The report on the situation in South Africa made by William Shoki in his op-ed in the New York Times paints a pretty discouraging picture of conditions there:
In fact, the events of the past weeks have demonstrated a bleak truth about the country. The deep rot of South Africa’s social and political order — rife with racial tension, communal mistrust, injustice and corruption — is now on full display. The rainbow nation, supposed beacon of reconciliation, is falling apart.
At the heart of the discord is the ruling African National Congress. In the 27 years since it steered South Africa to democracy, it has carried the hopes of millions of South Africans. Drawing on its reputation as the party of liberation, it has strong support and remains electorally unassailable. But it has now become squarely a source of division. A devastating battle for its soul is underway, with the country as the battlefield.
The riots there last week have been the worst in decades, basically since the end of apartheid. He concludes:
An uneasy calm has settled. How long it lasts is anyone’s guess.
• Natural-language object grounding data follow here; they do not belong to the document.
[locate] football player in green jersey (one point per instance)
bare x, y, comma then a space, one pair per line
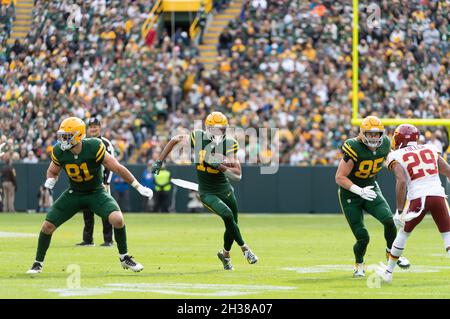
358, 190
83, 160
215, 166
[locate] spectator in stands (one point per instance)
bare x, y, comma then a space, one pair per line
163, 189
225, 42
148, 180
45, 199
31, 158
291, 68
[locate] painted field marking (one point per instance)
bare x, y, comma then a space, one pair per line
15, 235
186, 289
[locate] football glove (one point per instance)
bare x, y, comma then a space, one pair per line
156, 167
50, 183
366, 193
1, 149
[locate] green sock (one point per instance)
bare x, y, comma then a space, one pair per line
227, 240
390, 232
43, 244
121, 238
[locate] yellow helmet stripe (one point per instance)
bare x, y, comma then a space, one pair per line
235, 147
101, 155
192, 138
349, 148
100, 149
350, 153
55, 160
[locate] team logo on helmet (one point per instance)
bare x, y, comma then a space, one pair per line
216, 125
71, 132
371, 131
404, 135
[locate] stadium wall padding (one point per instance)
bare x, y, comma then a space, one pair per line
291, 190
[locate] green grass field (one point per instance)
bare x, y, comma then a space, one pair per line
301, 256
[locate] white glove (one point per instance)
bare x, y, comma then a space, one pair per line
144, 191
366, 193
50, 183
397, 219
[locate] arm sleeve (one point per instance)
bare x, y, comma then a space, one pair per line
390, 161
349, 153
232, 147
100, 150
107, 174
192, 135
54, 157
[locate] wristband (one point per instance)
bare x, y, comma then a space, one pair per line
356, 189
135, 184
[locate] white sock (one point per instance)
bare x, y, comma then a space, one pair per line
397, 249
360, 267
446, 238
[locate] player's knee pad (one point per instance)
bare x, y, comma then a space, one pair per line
362, 236
227, 216
389, 223
48, 228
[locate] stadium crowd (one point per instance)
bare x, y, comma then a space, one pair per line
7, 17
281, 64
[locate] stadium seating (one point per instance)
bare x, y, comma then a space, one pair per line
278, 65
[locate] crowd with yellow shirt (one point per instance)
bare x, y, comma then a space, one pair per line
287, 65
7, 16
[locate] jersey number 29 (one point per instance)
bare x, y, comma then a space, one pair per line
420, 164
74, 172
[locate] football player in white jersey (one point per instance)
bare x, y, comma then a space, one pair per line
418, 189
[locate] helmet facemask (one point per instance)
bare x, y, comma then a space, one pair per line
66, 139
216, 133
374, 142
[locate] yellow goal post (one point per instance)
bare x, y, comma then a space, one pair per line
356, 120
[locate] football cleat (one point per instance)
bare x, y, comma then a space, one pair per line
129, 263
107, 244
86, 244
403, 263
226, 261
358, 271
36, 268
250, 256
386, 277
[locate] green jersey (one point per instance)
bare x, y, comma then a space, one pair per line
367, 163
85, 170
210, 180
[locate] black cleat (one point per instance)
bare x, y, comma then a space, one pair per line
226, 261
35, 269
107, 244
86, 244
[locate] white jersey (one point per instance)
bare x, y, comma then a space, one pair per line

Yet the past few weeks have conclusively dispelled many illusions about the country, none more so than the myth of South African exceptionalism — of a South Africa more peaceful than its African neighbors, more developed and with a future that bends inevitably toward good and triumph. The reality, as we await the next outbreak of violence, is much uglier.
A few observations. The seriousness of instability in South Africa can hardly be overstated. There aren’t a lot of functioning economies in sub-Saharan Africa. The closest things may be Mauritius (barely African), Equatorial Guinea (oil rich), Botswana, and South Africa. Civil disorder in South Africa could be very bloody and might devolve into race war.
A South Africa going the way of Zimbabwe would be good for no one other than the ruling elite which is largely what the present disorder is about.
The weak opposition parties tend to be market-friendly. No wonder Mr. Shoki, no supporter of a market economy, is discouraged.
Finally, I recognize that we’re not talking about Nigeria but South Africa. Somehow the title of this post fits.